Planet Bluegrass hosts three premier festivals: the Telluride Bluegrass Festival , Rocky Grass, and the Folks Festival as well as dozens of smaller concerts each year, entertaining thousands of Festivarians from all fifty states and twenty different countries.
Festivals are multi-day events and thousands of guests generate tons of waste, much of which can be minimized or avoided altogether by taking the simplest of ideas and committing to their implementation. Education and buy-in on the part of Festivarians is key to success. For example, the festivals serve beverages exclusively in reusable cups. There is a $2.00 charge for the cup; significant enough for the user to bring it back when it’s time for a refill and even take it home where it can be used for years to come. As Festivarians bring cups back to the festivals every year this has reduced the amount of new reusable cups ordered to just 10% of what it was 15 years ago. You won’t find bottled water being sold on the grounds either: Festivarians refill their reusable water containers at filtered water stations conveniently located throughout the grounds. Looking for a trash container? Not happening. Everything sold on the festival grounds is reusable, recyclable or compostable; Festivarians who generate trash take it with them when they leave.
Perhaps the most ambitious program, which also takes aim at one of the biggest sources of waste, is the reusable plate program. For more than a decade, festival food vendors have been required to provide compostable plates and flatware. But the volume of waste generated serving thousands upon thousands is staggering, not to mention the environmental and financial cost to ship and process food waste, making compostables a less than ideal solution. In 2016, Planet Bluegrass innovated once again by introducing compostable, reusable dishware made from bamboo for food service; this BambooWare can last up to three thousand dish washes.

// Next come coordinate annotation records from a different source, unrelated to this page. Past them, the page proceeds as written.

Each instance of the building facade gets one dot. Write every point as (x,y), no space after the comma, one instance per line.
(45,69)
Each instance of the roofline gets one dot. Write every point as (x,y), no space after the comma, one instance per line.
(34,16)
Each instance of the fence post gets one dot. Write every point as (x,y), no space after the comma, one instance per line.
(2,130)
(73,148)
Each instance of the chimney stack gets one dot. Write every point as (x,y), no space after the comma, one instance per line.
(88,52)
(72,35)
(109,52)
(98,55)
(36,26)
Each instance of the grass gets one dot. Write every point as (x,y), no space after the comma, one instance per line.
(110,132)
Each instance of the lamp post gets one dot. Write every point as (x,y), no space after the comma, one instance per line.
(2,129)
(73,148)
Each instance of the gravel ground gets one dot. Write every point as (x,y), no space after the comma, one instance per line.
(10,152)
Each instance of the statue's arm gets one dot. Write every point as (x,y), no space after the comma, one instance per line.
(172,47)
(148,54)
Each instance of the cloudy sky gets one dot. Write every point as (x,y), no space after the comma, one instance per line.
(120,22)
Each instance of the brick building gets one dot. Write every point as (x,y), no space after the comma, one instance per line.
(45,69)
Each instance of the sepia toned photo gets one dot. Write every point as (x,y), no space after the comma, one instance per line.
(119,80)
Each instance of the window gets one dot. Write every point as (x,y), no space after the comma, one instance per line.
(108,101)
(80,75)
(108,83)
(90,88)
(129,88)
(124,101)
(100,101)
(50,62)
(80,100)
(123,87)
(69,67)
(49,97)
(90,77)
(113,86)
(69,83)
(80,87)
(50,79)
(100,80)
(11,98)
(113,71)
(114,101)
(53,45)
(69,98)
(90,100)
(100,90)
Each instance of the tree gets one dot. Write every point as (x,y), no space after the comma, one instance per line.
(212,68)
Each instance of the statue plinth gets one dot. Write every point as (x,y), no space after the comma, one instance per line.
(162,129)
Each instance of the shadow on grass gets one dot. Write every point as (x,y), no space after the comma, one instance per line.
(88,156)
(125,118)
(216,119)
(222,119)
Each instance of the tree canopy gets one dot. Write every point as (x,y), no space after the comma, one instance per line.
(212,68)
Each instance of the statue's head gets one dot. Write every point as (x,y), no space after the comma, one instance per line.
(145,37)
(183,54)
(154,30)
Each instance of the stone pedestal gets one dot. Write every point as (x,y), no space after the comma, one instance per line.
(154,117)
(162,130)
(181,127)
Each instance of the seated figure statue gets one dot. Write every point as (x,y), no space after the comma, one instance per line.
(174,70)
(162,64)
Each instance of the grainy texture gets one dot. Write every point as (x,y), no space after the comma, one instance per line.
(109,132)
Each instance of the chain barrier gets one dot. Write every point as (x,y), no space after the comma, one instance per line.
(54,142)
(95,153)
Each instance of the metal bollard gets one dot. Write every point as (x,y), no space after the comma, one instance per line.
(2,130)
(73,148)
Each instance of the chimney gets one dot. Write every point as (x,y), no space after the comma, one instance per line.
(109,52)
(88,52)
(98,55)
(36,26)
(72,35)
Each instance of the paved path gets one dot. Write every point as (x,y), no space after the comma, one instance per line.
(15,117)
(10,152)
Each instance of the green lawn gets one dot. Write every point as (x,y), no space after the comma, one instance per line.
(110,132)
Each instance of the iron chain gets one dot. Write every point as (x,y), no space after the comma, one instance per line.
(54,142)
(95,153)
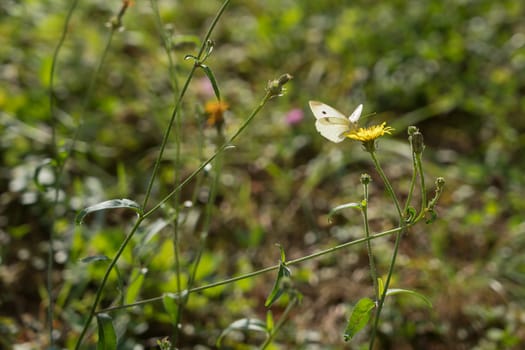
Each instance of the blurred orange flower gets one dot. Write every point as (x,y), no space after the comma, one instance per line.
(215,110)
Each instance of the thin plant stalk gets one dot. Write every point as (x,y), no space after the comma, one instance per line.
(152,179)
(224,146)
(57,172)
(98,295)
(177,104)
(259,272)
(61,160)
(364,212)
(402,226)
(282,320)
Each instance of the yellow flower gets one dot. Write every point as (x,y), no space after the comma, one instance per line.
(215,111)
(369,134)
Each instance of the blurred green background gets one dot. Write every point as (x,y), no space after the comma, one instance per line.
(453,68)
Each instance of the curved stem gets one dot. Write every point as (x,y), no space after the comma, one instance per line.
(105,279)
(57,172)
(281,322)
(261,271)
(373,270)
(177,104)
(402,226)
(210,159)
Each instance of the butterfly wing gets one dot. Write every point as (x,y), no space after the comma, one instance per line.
(330,123)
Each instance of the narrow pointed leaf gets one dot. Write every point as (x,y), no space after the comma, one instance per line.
(244,324)
(207,70)
(396,291)
(36,175)
(111,204)
(133,290)
(107,338)
(341,207)
(359,317)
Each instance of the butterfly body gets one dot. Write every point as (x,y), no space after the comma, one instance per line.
(331,123)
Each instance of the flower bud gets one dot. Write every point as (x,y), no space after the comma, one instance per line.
(275,87)
(412,129)
(418,145)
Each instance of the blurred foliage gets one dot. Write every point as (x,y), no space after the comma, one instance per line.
(454,68)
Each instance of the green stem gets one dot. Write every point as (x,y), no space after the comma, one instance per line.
(61,161)
(210,159)
(419,165)
(57,172)
(104,280)
(402,227)
(177,104)
(279,324)
(364,212)
(261,271)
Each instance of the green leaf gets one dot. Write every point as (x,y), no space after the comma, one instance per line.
(277,290)
(111,204)
(244,324)
(359,317)
(107,338)
(396,291)
(341,207)
(94,258)
(380,288)
(213,82)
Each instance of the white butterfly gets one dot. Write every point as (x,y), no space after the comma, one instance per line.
(333,124)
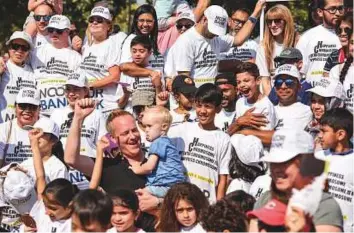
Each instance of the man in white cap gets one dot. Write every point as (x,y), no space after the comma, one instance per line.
(197,51)
(16,74)
(52,64)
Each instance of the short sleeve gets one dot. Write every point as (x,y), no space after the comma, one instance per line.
(159,147)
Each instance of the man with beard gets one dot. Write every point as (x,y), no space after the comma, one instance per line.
(227,83)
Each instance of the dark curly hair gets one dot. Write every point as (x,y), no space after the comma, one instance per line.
(239,170)
(181,191)
(224,215)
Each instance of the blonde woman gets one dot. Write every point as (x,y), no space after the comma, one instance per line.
(279,34)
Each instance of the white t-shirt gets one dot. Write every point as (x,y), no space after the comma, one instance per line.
(13,79)
(295,116)
(340,182)
(316,44)
(205,155)
(261,61)
(19,148)
(247,51)
(348,84)
(260,185)
(51,68)
(194,53)
(97,59)
(224,119)
(264,106)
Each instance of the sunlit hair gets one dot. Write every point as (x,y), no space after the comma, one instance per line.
(278,12)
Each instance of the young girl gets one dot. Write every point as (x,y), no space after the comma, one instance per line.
(182,208)
(52,212)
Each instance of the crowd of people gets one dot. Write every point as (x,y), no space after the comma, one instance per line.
(184,124)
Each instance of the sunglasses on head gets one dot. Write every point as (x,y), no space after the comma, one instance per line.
(45,18)
(24,48)
(96,19)
(289,82)
(58,31)
(29,107)
(187,26)
(346,30)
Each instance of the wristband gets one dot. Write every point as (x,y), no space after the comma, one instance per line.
(253,19)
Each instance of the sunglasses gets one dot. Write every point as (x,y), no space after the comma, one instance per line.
(96,19)
(187,26)
(276,21)
(24,48)
(29,107)
(58,31)
(334,9)
(346,30)
(289,82)
(45,18)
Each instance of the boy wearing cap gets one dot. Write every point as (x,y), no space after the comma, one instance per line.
(183,89)
(52,64)
(16,74)
(336,130)
(196,52)
(227,83)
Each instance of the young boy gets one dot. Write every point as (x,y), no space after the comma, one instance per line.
(205,149)
(141,49)
(183,89)
(164,166)
(336,130)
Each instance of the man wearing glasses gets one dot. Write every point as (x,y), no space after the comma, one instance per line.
(247,51)
(319,42)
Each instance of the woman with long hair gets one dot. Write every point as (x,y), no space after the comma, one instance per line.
(279,34)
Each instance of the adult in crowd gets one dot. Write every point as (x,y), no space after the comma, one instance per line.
(279,34)
(16,74)
(248,50)
(319,42)
(76,89)
(52,63)
(343,30)
(288,148)
(100,58)
(196,51)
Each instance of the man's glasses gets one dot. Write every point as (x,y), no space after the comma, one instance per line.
(24,48)
(276,21)
(45,18)
(187,26)
(289,82)
(334,9)
(96,19)
(346,30)
(58,31)
(29,107)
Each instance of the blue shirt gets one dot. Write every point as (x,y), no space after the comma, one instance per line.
(169,169)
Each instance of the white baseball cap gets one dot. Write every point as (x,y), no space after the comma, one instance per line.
(287,144)
(102,12)
(77,79)
(288,70)
(328,87)
(46,124)
(217,19)
(59,22)
(21,35)
(249,149)
(28,96)
(19,191)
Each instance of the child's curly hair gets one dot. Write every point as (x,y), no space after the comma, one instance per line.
(224,215)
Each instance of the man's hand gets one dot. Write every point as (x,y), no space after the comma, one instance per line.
(84,107)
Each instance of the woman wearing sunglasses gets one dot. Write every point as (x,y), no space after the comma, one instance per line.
(15,74)
(279,34)
(100,59)
(343,30)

Plates were collected at the zero-waste stations located adjacent to the recycling and compost bins, then transferred to a local restaurant to be run through the dishwasher. Logistics were tricky and labor intensive and dish washing had to take place on the restaurant’s off-hours; traditional compostables were used as a backup. Undeterred, but wiser (Szymanski says they always give themselves at least two years to perfect a program or process), the 2017 program incorporates a traveling dishwashing trailer, funded in part through a Boulder County Zero Waste grant, so dishes can be washed on site.
“We’ve developed a reputation as a national leader in voluntary environmental action.” Says Steve Szymanski. “One of our greatest hopes is that our voluntary efforts will inspire and encourage festivarians to take action in their own communities.”